COVID-Classifier: An automated machine learning model to assist in the diagnosis of COVID-19 infection in chest x-ray images
Abolfazl Zargari Khuzani, Morteza Heidari, Ali Shariati
Received date: 13th May 2020
Chest-X ray (CXR) radiography can be used as a first-line triage process for non-COVID-19 patients with pneumonia. However, the similarity between features of CXR images of COVID-19 and pneumonia caused by other infections make the differential diagnosis by radiologists challenging. We hypothesized that machine learning-based classifiers can reliably distinguish the CXR images of COVID-19 patients from other forms of pneumonia. We used a dimensionality reduction method to generate a set of optimal features of CXR images to build an efficient machine learning classifier that can distinguish COVID-19 cases from non-COVID-19 cases with high accuracy and sensitivity. By using global features of the whole CXR images, we were able to successfully implement our classifier using a relatively small dataset of CXR images. We propose that our COVID-Classifier can be used in conjunction with other tests for optimal allocation of hospital resources by rapid triage of non-COVID-19 cases.
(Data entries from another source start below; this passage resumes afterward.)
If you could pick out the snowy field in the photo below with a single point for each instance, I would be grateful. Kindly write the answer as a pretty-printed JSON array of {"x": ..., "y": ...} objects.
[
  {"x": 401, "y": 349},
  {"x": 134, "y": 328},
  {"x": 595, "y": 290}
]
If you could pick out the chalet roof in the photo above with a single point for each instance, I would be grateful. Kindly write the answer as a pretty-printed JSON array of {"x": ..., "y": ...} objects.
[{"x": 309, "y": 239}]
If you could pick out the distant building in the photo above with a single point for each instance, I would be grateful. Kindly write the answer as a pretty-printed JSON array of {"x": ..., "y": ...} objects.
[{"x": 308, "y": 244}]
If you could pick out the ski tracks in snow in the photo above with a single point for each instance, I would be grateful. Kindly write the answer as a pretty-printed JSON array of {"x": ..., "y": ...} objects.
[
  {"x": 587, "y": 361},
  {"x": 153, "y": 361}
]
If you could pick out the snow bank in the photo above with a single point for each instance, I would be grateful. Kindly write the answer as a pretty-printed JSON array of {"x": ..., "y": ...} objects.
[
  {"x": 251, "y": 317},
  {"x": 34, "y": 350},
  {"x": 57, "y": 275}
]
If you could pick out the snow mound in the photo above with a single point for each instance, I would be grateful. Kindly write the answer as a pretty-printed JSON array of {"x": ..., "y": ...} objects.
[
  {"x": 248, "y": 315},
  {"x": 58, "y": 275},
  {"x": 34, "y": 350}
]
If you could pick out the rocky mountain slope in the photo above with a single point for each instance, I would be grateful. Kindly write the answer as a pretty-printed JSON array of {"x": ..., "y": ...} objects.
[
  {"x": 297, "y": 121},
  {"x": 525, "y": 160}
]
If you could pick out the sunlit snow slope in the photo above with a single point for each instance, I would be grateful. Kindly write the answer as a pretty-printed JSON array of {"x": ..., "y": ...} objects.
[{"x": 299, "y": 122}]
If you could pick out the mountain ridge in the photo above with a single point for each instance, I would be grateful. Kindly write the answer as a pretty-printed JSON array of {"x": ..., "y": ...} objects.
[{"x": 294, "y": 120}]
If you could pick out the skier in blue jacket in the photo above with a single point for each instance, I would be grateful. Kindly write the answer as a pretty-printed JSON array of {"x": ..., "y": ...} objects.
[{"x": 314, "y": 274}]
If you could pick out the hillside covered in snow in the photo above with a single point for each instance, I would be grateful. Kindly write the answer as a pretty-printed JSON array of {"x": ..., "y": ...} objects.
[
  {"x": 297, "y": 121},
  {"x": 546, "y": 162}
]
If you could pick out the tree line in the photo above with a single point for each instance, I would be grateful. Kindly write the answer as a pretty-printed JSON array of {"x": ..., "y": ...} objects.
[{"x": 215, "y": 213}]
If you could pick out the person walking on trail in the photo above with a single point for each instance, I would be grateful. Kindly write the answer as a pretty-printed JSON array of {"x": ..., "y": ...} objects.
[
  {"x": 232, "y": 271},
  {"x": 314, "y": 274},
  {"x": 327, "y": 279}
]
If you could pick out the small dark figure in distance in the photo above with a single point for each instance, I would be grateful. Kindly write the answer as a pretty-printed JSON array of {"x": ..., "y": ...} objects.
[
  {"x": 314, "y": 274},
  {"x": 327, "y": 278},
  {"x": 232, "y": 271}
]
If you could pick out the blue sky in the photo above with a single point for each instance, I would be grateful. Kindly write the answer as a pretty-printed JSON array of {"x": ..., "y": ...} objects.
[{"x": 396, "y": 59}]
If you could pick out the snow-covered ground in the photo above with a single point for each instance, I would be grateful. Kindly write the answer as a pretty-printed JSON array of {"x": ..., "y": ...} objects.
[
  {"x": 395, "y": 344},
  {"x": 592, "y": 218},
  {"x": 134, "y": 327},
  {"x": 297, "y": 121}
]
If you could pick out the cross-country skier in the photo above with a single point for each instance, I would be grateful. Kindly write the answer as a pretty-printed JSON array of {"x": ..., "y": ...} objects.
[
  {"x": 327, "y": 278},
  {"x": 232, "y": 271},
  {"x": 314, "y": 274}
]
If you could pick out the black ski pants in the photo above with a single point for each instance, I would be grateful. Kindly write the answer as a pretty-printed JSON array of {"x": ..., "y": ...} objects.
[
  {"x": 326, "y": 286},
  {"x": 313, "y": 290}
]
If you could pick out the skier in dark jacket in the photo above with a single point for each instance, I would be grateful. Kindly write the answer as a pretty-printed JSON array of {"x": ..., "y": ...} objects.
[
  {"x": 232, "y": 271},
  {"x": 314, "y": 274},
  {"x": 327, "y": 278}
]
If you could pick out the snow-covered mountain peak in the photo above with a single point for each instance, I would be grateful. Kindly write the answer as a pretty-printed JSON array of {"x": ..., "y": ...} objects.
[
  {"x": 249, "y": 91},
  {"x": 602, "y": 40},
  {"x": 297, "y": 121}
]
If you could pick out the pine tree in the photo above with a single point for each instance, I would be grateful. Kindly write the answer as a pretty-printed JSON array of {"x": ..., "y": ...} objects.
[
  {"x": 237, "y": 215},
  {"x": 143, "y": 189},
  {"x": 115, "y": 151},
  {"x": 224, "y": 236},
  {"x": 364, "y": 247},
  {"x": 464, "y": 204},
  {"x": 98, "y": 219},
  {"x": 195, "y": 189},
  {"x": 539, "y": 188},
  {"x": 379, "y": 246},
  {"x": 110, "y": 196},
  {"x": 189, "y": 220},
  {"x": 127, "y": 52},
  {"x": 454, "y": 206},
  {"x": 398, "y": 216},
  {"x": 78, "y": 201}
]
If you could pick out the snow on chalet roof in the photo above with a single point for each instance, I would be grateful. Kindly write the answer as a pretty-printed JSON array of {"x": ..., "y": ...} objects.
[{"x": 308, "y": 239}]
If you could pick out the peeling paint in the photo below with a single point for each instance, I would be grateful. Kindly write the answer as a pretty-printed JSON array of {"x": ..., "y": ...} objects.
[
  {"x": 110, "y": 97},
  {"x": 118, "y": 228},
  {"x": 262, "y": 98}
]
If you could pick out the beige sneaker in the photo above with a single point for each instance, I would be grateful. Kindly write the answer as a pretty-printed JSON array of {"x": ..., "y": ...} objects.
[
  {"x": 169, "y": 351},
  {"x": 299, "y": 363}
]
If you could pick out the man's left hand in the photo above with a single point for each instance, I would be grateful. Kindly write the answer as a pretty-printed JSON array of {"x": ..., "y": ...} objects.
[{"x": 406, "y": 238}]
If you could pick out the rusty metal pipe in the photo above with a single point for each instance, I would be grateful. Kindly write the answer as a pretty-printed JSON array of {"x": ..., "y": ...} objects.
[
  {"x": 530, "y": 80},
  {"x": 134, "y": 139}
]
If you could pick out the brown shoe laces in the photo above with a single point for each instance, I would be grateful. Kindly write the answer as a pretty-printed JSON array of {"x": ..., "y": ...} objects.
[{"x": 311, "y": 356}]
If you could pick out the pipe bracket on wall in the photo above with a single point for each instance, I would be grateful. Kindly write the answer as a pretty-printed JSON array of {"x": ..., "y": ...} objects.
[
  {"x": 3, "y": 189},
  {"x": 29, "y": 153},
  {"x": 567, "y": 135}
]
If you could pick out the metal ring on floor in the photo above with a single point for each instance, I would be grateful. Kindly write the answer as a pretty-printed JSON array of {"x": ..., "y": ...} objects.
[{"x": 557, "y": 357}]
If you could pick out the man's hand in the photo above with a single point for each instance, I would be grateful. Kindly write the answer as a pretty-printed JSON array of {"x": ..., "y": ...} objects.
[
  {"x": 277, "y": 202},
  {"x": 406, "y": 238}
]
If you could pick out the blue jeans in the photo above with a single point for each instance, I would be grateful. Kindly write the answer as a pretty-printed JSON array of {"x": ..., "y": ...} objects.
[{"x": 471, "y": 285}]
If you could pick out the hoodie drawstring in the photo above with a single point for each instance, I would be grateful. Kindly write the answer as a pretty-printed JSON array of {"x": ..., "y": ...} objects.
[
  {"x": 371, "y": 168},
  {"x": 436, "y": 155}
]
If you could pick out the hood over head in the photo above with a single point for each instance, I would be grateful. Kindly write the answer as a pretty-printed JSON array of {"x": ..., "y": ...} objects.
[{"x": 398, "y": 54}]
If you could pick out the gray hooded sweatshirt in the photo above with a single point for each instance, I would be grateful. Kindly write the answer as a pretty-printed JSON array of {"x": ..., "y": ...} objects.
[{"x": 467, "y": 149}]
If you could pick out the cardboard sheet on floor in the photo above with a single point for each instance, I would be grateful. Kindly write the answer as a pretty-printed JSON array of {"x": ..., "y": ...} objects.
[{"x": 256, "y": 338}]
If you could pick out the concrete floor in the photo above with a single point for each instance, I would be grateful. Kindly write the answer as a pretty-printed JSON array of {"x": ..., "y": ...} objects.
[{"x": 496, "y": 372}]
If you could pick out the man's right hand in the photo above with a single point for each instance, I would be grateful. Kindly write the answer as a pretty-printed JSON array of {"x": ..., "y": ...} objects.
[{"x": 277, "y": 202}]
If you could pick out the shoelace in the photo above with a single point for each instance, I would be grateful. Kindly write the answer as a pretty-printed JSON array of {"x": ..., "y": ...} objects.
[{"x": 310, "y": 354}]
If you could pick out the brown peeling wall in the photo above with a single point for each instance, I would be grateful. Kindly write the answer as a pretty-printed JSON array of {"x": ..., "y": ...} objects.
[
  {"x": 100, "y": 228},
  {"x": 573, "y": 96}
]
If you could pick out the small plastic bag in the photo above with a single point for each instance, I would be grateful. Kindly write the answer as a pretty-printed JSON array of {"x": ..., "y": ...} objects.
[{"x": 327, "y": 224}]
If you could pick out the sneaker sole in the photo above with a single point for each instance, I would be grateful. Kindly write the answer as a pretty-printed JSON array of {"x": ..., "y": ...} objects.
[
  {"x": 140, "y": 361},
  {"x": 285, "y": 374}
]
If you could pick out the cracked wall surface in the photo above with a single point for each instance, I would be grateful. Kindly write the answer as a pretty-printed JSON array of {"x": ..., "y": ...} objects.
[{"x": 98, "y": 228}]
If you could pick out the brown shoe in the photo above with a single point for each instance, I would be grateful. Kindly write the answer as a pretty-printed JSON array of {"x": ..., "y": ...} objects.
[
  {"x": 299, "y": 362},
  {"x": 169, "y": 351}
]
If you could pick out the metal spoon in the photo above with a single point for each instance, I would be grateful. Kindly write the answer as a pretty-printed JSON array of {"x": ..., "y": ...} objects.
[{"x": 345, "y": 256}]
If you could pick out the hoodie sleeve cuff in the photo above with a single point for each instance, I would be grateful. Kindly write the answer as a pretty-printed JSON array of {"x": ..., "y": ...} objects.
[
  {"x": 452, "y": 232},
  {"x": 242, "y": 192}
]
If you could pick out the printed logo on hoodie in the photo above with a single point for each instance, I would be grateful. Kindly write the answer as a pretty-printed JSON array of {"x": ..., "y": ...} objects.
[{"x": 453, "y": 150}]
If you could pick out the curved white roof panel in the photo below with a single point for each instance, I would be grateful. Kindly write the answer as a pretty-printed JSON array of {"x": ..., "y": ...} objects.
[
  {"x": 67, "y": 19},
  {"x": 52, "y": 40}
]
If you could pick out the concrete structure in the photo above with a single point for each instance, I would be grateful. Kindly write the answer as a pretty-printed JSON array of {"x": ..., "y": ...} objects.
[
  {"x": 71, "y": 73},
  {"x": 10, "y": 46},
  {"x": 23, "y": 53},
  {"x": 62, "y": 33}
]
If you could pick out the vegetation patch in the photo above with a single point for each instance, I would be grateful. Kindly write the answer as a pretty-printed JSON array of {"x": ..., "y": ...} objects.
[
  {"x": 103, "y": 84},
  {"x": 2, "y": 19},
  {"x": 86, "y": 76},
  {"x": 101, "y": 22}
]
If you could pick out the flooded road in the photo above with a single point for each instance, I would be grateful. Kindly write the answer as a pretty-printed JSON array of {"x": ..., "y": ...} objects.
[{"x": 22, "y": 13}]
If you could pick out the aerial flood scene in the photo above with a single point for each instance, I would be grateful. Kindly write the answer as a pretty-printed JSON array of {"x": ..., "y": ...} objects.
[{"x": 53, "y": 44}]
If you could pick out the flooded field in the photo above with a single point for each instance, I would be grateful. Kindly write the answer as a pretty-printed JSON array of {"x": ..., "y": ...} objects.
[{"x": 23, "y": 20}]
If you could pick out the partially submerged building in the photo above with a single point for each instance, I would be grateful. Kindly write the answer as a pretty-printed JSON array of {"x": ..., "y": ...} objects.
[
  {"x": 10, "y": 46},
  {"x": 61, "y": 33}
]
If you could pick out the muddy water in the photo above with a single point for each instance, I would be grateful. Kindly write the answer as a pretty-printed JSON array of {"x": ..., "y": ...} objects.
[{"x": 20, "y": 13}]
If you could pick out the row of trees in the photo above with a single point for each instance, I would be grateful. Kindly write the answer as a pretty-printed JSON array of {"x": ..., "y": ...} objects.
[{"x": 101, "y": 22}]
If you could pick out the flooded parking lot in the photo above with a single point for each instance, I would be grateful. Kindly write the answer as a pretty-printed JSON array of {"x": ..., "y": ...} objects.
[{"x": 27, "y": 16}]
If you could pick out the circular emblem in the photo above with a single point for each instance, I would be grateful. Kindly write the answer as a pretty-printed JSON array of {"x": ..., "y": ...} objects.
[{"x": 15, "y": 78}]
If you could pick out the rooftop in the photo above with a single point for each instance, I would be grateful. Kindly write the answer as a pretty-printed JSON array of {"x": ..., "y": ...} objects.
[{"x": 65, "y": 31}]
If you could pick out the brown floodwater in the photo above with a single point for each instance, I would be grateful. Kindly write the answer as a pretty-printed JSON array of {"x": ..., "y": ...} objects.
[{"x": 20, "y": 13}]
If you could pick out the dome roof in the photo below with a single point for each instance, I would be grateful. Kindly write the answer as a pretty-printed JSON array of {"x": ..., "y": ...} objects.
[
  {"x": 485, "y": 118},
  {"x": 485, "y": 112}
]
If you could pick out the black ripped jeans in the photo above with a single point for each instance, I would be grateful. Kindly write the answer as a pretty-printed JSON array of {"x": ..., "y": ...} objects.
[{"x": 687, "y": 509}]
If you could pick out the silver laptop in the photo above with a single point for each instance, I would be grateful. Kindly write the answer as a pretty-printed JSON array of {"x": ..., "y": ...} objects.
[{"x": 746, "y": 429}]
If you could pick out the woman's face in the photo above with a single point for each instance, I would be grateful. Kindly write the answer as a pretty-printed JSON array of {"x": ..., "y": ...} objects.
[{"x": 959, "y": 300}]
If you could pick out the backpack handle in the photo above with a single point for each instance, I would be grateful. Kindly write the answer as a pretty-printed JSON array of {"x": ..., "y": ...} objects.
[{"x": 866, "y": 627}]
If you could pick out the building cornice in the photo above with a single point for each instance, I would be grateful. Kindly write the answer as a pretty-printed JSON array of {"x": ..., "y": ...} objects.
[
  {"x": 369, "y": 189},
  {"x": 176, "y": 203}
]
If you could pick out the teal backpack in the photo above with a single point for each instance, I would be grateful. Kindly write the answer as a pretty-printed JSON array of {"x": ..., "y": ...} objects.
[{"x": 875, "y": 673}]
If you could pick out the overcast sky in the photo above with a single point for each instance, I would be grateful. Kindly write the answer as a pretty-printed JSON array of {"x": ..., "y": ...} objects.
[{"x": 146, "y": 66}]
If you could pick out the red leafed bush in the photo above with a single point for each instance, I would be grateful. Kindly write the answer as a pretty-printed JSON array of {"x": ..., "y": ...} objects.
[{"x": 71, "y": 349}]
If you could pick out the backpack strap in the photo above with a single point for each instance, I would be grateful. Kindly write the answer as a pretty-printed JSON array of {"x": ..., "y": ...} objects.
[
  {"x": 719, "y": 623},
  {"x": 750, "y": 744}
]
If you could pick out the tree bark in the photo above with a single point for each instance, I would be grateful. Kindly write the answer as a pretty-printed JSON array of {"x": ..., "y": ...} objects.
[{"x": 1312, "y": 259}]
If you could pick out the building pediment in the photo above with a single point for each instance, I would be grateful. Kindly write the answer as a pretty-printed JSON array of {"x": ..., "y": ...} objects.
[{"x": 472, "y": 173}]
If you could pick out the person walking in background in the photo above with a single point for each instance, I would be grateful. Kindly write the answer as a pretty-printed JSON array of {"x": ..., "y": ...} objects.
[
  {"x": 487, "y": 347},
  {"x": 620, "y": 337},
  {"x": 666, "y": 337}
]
This is an abstract of a preprint hosted on a preprint server, which is currently undergoing peer review at Scientific Reports. The findings have yet to be thoroughly evaluated, nor has a decision on ultimate publication been made. Therefore, the results reported should not be considered conclusive, and these findings should not be used to inform clinical practice, or public health policy, or be promoted as verified information.